Our system is broken. This should not be happening. This has become a war, complete with casualties and deaths, the sort of thing we are supposed to prevent when talking about “healthcare.”
Ummmmmm, When I started in a surgical residency in 1982, it was said there was going to be an “oversupply” of doctors that the system wouldn’t be able to handle. I was like, “Oh shoot, I went into the wrong profession.”
Little did I know when I got out of residency, I was worked rigorously and didn’t have to worry about “patient supply”. I did bail/get kicked out from surgery and a urology residency and settled in FP in a semi rural area and had a good life after completing an FP residency and passing said boards. Was easy for me after all the crap I went through. The extra training really benefited me in the boondocks.
Now the ITB’s (ivory tower bastids) are screaming for the production of more doctors. I can only say, “What goes round, goes round! Period.”
Only thing is, when I was competing to get into med school, every straight “A” Biology major was applying to them and math, chem and bio-chem folks/majors, who took a more rigorous course work (danged calculus!) had a harder time keeping the GPA’s up. That was except for a few who were straight “A” in the more rigorous sciences. They got letters of acceptance from every med school they applied to. Ummmm back then, biology majors had it easier. Just rote memorization.

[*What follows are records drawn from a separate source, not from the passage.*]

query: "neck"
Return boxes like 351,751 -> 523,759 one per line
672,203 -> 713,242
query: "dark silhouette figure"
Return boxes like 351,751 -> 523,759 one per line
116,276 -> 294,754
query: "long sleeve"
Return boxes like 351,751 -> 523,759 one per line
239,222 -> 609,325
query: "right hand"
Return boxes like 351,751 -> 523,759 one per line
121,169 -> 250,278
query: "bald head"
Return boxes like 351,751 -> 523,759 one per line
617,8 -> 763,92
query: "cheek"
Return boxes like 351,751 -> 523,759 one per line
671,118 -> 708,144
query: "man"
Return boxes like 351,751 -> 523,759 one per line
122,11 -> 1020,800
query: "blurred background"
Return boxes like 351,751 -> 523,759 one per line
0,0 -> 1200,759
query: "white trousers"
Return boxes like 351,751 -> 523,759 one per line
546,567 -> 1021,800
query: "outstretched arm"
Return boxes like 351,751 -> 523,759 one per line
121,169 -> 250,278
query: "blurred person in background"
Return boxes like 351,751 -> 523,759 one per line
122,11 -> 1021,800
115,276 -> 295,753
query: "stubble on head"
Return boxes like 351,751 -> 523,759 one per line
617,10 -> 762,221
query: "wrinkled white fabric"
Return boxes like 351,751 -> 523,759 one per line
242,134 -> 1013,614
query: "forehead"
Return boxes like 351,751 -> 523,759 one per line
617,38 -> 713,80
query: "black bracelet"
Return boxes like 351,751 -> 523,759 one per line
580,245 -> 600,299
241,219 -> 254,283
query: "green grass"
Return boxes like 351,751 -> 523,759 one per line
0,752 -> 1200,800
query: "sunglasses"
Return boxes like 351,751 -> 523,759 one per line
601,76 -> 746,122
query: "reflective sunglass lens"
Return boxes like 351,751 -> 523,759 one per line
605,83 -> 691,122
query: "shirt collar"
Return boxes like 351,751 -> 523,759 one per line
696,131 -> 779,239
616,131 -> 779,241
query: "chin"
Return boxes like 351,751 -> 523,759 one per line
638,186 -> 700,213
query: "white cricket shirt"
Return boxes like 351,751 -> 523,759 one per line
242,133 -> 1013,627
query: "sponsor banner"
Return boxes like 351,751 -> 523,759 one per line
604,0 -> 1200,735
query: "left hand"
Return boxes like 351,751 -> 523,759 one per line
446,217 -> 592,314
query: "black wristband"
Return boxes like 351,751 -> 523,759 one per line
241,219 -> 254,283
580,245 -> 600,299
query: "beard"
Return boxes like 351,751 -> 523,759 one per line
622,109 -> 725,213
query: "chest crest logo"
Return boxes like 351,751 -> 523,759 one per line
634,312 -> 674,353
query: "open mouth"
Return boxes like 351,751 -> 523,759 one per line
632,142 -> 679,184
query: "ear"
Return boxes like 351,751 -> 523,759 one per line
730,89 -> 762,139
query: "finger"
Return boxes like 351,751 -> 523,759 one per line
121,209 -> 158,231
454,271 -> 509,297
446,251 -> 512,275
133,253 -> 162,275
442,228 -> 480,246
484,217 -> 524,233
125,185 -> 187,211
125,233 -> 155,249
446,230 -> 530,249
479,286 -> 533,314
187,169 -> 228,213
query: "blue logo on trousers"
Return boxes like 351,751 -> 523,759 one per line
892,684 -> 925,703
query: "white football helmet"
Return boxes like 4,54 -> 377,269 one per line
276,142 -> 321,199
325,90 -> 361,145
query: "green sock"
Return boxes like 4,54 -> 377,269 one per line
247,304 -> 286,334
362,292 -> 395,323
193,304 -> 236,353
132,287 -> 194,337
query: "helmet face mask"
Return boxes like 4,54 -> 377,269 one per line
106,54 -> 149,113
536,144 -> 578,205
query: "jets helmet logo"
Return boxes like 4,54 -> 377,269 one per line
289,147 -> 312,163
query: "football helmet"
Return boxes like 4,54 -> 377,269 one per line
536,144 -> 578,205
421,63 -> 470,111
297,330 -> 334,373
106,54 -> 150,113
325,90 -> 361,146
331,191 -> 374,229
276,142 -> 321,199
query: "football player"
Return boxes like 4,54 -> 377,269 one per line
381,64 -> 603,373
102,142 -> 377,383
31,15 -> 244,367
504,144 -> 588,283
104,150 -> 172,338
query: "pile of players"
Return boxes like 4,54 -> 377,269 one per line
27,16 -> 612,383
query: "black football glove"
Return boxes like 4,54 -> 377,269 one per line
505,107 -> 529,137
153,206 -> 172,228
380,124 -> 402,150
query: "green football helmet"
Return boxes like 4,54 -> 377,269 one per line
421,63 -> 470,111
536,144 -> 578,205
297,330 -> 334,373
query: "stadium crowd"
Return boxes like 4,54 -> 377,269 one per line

None of the analytical stuff one had to tune their mind to for advanced calculus.
Isaac Newton must have been “touched in the head” to come up with this stuff but it changed the world.
The rest of us had to hope for a low number on the waiting list of a state med school.
Was lucky I got in. I think my number was “69” and they told me not to worry as they go out to number “90” and greater for the potential students on the waiting list. End of June when I found out the summer before classes started.
Reason #649 why physicians shouldn’t work for large corporations.
It started 30 years ago with HMO. Some of us saw the problems early but were ignored. For example try being a plastic surgeon and having the patient in an HMO demand a plastic surgeon for their little Suzy 1 cm laceration.
You leave your family, spend 2 hours, and the HMO sends you a payment of …$60. For the ER visit, repair, and followup. The hospital says you are not necessary and dont pay for call. The patient, now that they have treatment, states you have to accept my insurance. Everyone is happy except the Dr.
Try refusing and the ER doctor threatens with EMTALA. The patient family is a CEO who makes 10 million a year, flys private jets and demands such treatment, but you are a slave getting $60. The nurses called in get more and dont have 300,000 in overhead. Everyone gets mad at you if you try to refuse. Nurse practitioners get added to the ER and ASK patients if they would PREFER a plastic surgeon, even the drunks with Medicaid HMOs.
If you drop out you dont get any elective referrals. The University doesnt care because they negotiate 3x Medicare rates. A few dishonest plastic surgeons in big cities provide this care out of network, and bill $50,000 which is obscene.
It is beyond broken when the price for the service varies by a factor of 1000.